- Não, não conheço.
- Uma pérola!
Basílio tinha-se aproximado do piano devagar, frisando o bigode.
Tu ainda cantas? - perguntou4he Luísa, sorrindo.
- Quando estou só.
Mas o Conselheiro pediu-lhe logo "um trecho". Basílio ria. Tinha medo de escandalizar um velho assinante de São Carlos...
O Conselheiro animou-o; disse mesmo paternalmente:
- Coragem Sr. Brito, coragem! Luísa então preludiou.
E Basílio soltou logo a voz, cheia, bem timbrada, de barítono; as suas notas altas faziam a sala sonora. O Conselheiro, direito na poltrona escutava concentrado; a sua testa, franzida num vinco, parecia curvar-se sob uma responsabilidade de juiz; e as lunetas defumadas destacavam, com reflexos escuros, naquela fisionomia de calvo, que o calor tornava mais pálida.
Basílio dizia com uma melancolia grave a primeira frase, tão larga, da canção:
- Igual ao mar sombrio Meu coração profundo...
Um poeta, com uma dedicação obscura, traduzira a letra no Almanaque das Senhoras; Luísa pela sua própria mão a tinha copiado nas entrelinhas da música.
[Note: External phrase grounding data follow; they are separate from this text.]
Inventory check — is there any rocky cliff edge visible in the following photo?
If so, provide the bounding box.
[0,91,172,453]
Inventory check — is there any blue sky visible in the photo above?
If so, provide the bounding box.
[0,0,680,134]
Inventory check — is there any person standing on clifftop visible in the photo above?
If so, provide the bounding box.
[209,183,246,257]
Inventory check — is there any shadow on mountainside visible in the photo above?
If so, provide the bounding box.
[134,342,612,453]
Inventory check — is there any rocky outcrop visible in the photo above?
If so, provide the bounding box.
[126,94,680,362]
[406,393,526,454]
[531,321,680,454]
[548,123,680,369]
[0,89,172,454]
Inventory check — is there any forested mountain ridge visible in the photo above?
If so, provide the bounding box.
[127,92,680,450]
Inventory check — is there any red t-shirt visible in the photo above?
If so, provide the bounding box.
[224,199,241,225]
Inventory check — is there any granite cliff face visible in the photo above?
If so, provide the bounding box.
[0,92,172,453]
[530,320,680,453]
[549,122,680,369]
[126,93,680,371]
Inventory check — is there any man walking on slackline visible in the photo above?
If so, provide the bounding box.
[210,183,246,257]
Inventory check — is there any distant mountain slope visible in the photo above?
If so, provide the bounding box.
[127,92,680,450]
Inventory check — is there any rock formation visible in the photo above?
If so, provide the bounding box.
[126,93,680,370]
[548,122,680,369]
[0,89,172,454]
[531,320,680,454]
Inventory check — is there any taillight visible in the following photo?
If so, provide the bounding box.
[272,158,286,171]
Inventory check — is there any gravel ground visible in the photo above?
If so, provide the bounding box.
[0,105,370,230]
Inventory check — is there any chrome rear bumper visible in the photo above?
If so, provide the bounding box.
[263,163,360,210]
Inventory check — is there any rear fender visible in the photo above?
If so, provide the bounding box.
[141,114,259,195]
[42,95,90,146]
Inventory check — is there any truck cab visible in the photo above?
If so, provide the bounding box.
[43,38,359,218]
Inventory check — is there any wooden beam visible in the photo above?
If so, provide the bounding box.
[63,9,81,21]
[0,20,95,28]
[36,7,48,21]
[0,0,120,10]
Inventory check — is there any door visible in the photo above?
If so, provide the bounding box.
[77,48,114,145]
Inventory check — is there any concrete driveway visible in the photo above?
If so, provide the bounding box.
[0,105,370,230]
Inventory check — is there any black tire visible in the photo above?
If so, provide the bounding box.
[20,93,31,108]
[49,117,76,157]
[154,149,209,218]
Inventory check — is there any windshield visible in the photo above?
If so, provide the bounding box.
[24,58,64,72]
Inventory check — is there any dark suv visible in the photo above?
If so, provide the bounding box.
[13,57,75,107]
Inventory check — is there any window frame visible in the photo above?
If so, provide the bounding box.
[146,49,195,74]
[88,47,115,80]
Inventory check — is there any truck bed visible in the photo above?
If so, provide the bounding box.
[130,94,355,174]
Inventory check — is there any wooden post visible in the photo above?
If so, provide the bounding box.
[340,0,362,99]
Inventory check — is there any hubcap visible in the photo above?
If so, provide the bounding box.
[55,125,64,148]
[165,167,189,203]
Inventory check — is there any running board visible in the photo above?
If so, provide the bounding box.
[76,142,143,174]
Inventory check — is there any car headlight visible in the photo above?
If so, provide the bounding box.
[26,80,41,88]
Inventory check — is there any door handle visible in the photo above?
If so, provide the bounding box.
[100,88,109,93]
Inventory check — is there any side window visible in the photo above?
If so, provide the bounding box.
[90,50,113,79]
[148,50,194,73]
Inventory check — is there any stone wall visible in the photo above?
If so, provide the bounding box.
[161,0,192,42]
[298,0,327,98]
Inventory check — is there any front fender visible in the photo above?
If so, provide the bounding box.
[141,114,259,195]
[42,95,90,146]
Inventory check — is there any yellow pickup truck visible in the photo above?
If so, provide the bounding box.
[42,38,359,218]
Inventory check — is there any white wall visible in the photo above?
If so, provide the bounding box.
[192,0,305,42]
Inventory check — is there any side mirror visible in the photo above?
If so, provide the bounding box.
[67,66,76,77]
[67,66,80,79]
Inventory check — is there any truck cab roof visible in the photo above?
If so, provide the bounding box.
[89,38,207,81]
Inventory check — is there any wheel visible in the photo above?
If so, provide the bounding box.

E Basílio debruçado sobre o papel sempre torcendo as pontas do bigode:
- Tem tempestades, cóleras, Mas pérolas no fundo!
Os olhos largos de Luísa afirmavam-se para a música - ou a espaços, com um movimento rápido, erguiam-se para Basílio. Quando, na nota final, prolongada como a reclamação de um amor suplicante, Basílio soltou a voz de um modo apelativo:
- Vem! Vem Pousar, ó doce amada, Teu peito contra o meu...
os seus olhos fixaram-se nela com uma significação de tanto desejo que o peito de Luísa arfou, os seus dedos embrulharam-se no teclado.